The Dow Jones Industrial Average traded in a narrower range on Wednesday, reflecting a tepid pre-market session for U.S. stock futures. By the end of trading, the Dow settled at 26,157.16, where it was virtually unchanged.
Only about half of the Dow 30 index members had reported losses. Boeing Co (BA) and Dow Inc. (D) were the biggest laggards.
The broad S&P 500 Index of large-cap stocks climbed 0.4% to close at 2,888.21. Seven of 11 primary sectors reported gains, led by energy.
Meanwhile, the technology-focused Nasdaq Composite Index climbed 0.7% to finish at 7,964.24.

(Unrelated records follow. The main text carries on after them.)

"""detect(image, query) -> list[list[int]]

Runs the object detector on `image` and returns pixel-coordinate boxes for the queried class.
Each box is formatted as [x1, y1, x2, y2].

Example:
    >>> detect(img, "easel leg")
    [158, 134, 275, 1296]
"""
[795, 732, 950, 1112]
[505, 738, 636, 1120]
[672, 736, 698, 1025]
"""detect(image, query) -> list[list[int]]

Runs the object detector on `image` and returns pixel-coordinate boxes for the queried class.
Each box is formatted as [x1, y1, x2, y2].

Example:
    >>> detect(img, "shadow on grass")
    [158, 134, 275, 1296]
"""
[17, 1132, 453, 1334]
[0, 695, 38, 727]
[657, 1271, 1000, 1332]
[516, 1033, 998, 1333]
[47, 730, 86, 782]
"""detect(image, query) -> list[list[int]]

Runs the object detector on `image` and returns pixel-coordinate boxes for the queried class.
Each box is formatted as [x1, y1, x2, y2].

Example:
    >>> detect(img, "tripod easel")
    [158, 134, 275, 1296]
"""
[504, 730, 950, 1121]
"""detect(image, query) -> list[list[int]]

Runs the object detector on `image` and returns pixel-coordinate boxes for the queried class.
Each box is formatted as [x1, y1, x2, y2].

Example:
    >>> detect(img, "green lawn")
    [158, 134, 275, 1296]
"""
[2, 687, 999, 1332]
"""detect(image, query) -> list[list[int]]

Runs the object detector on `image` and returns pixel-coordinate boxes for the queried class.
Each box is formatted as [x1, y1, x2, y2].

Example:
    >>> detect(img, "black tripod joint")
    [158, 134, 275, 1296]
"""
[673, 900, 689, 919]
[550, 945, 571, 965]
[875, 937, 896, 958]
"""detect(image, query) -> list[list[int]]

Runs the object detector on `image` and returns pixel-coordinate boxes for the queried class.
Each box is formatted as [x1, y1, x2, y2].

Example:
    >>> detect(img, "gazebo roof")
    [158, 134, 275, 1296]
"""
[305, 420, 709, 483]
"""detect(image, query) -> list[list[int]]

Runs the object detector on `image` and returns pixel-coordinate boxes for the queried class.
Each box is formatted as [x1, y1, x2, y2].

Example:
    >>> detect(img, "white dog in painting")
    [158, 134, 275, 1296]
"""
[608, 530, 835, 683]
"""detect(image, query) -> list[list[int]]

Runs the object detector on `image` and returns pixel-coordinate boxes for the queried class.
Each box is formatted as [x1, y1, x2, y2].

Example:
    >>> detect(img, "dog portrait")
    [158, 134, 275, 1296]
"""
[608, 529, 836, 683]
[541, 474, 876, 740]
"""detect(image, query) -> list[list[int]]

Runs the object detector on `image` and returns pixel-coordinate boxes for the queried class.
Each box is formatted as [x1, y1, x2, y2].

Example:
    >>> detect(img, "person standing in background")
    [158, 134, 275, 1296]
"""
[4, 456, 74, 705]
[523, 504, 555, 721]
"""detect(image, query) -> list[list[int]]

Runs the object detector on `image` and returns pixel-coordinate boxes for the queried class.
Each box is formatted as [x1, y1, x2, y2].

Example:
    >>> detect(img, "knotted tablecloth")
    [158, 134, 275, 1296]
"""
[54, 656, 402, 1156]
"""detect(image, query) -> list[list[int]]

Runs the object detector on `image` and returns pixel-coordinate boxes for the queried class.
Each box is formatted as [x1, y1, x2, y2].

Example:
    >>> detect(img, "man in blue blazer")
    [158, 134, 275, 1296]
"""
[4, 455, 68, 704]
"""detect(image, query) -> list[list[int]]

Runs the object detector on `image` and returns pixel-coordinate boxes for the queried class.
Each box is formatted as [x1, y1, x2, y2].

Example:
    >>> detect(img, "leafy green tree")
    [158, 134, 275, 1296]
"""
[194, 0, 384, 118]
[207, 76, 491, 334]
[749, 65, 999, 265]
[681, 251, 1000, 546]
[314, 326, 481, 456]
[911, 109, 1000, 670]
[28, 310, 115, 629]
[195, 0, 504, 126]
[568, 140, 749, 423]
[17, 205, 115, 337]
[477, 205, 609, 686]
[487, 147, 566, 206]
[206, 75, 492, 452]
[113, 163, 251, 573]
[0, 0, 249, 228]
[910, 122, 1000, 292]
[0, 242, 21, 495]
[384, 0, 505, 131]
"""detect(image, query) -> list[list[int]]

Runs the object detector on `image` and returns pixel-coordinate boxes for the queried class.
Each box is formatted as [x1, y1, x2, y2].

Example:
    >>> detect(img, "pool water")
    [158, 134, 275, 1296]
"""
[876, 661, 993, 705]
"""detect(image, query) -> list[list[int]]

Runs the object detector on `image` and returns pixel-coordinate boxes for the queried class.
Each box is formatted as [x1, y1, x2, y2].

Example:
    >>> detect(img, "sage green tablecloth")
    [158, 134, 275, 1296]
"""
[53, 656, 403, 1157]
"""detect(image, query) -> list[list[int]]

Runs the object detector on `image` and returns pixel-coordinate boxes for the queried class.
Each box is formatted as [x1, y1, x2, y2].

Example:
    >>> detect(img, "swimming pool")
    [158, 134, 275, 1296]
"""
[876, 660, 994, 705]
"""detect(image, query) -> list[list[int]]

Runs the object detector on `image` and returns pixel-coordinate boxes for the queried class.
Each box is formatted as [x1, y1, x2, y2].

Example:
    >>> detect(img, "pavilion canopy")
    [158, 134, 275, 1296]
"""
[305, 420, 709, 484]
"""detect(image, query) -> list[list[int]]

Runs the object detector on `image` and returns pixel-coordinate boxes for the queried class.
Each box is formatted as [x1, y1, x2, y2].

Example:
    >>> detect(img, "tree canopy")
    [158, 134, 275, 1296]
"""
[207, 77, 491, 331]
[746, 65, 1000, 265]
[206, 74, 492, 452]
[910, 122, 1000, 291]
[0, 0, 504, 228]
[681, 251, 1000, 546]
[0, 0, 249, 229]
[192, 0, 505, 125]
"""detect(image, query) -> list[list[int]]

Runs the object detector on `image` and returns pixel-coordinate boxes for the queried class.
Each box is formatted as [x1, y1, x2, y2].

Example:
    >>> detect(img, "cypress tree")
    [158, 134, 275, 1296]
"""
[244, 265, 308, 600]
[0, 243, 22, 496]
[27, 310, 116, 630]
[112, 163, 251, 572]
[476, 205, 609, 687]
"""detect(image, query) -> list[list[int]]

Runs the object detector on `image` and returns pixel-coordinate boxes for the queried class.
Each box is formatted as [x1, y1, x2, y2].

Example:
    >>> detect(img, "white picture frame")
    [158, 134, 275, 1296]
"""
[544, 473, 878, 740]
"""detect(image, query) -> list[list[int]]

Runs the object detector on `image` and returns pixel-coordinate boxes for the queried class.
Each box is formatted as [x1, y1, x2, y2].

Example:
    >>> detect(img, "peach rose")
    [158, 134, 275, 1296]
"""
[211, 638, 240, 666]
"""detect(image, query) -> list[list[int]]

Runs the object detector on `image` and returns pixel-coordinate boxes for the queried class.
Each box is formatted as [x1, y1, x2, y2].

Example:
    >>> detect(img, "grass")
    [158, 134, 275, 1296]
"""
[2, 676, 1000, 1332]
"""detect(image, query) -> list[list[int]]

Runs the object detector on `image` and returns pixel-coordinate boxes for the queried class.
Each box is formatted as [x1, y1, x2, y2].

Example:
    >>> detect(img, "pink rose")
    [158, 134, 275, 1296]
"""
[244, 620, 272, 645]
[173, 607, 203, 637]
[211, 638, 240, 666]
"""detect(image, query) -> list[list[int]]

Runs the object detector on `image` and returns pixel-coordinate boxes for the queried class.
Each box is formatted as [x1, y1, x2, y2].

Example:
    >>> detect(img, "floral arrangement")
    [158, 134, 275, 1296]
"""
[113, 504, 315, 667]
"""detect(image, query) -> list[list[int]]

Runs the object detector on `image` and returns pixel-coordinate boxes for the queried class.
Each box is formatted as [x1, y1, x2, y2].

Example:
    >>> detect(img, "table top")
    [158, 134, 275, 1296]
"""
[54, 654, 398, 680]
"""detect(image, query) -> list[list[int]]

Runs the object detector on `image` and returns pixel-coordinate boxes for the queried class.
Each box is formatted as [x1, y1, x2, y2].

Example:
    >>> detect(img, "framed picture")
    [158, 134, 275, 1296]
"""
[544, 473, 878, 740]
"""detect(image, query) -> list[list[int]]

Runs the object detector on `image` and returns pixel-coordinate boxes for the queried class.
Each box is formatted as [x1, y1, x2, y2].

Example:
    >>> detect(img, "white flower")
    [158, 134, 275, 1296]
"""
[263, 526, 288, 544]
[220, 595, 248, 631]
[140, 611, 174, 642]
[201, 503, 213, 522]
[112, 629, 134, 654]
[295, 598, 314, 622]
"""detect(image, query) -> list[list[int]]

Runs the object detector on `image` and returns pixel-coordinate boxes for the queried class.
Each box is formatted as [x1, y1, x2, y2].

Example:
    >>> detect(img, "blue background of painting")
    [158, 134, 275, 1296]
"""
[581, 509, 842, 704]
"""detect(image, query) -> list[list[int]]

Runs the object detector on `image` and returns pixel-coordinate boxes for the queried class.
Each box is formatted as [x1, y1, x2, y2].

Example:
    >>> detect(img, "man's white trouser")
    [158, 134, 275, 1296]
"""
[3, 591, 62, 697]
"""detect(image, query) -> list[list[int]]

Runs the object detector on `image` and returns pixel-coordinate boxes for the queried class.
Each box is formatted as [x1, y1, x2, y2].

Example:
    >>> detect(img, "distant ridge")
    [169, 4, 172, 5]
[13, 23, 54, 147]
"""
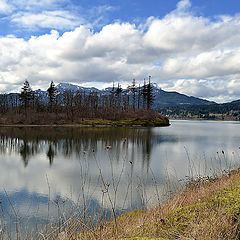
[154, 88, 215, 107]
[56, 83, 100, 93]
[54, 83, 216, 107]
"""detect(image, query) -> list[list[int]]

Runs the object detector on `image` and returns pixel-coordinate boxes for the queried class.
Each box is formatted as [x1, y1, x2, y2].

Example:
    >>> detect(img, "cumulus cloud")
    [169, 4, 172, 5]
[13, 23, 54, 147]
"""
[1, 0, 240, 102]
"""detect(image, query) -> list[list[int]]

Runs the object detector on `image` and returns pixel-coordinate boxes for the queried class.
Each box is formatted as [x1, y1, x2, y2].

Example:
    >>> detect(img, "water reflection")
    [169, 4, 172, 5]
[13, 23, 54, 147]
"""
[0, 121, 240, 237]
[0, 126, 179, 237]
[47, 144, 55, 166]
[0, 127, 177, 167]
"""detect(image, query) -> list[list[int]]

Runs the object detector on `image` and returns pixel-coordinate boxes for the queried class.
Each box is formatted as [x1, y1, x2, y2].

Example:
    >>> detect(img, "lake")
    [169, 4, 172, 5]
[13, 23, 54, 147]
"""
[0, 120, 240, 238]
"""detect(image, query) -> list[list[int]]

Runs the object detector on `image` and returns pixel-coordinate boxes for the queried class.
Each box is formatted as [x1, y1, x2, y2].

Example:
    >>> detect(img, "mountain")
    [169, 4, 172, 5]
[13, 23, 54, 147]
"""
[54, 83, 215, 107]
[229, 99, 240, 105]
[154, 88, 215, 107]
[56, 83, 100, 94]
[3, 82, 215, 108]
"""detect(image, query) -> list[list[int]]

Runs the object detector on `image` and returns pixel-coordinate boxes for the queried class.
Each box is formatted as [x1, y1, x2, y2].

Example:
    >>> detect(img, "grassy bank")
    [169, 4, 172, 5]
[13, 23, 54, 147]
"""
[0, 116, 170, 127]
[0, 108, 170, 127]
[71, 169, 240, 240]
[80, 116, 169, 127]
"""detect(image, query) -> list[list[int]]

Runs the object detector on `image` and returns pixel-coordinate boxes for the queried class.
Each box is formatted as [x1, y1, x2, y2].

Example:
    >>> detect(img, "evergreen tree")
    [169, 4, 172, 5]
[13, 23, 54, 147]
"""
[115, 83, 122, 109]
[137, 84, 141, 109]
[142, 78, 147, 108]
[146, 76, 154, 110]
[47, 81, 57, 109]
[128, 79, 137, 110]
[19, 80, 33, 112]
[115, 83, 122, 95]
[110, 82, 116, 109]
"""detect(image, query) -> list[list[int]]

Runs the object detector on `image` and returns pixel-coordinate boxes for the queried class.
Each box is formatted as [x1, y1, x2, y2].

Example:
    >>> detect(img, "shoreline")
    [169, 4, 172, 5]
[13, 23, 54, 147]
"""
[73, 168, 240, 240]
[169, 117, 240, 121]
[0, 117, 170, 128]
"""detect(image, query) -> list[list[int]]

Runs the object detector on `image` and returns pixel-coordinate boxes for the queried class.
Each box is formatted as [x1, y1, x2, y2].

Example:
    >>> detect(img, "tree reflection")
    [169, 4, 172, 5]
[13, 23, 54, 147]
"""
[19, 141, 31, 167]
[0, 127, 178, 168]
[142, 128, 152, 171]
[47, 144, 55, 166]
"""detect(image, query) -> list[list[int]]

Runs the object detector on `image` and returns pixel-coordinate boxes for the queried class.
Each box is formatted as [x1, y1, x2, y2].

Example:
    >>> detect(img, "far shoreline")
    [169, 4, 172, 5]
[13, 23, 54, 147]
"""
[169, 117, 240, 122]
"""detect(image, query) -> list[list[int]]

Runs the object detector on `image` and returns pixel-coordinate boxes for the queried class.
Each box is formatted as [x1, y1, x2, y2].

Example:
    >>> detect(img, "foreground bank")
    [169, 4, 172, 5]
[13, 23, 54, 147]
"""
[67, 169, 240, 240]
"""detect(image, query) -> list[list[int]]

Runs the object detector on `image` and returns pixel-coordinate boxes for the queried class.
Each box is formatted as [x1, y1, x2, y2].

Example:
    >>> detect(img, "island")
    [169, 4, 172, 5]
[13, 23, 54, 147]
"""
[0, 80, 169, 127]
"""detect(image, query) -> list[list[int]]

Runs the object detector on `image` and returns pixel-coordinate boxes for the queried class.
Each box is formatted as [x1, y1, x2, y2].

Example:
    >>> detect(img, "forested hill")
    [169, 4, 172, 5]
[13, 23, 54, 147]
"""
[152, 88, 215, 107]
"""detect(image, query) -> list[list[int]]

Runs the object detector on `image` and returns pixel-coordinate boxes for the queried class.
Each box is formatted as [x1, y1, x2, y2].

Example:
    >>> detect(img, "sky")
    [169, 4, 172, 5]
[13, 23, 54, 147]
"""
[0, 0, 240, 102]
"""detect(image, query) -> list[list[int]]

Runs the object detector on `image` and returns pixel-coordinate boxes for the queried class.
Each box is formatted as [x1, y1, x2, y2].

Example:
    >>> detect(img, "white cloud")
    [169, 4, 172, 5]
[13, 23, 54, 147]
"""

The Federal Reserve’s dovish pivot was cemented at last month’s policy meeting, as officials continued to stress patience with respect to future interest rate adjustments, according to the minutes of the March 19-20 gathering in Washington. Officials said what they were supposed to say – namely, that their views on monetary policy could change based on incoming economic data.
“Several participants noted that their views of the appropriate target range for the federal funds rate could shift in either direction based on incoming data,” the minutes , which were released at 2:00 p.m. ET, said.
Officials are confident that the U.S. economy isn’t heading for recession anytime soon even as the picture abroad continues to worsen. Earlier this week, the International Monetary Fund (IMF) slashed its estimate on global economic growth to reflect the weakest pace of expansion since the 2009 financial crisis. The IMF now sees the global economy expanding just 3.3% in 2019 before picking up slightly to 3.6% in 2020.
Read here why bitcoin could soar in the face of global recession.
The Federal Reserve indicated last month that it will not raise interest rates in 2019, a clear admission by policymakers that they misjudged the previous tightening cycle. Rates were raised four times last year, and the last upward adjustment in December pushed stock markets deeper into the abyss. By Christmas, the S&P 500 and Nasdaq had entered bear markets.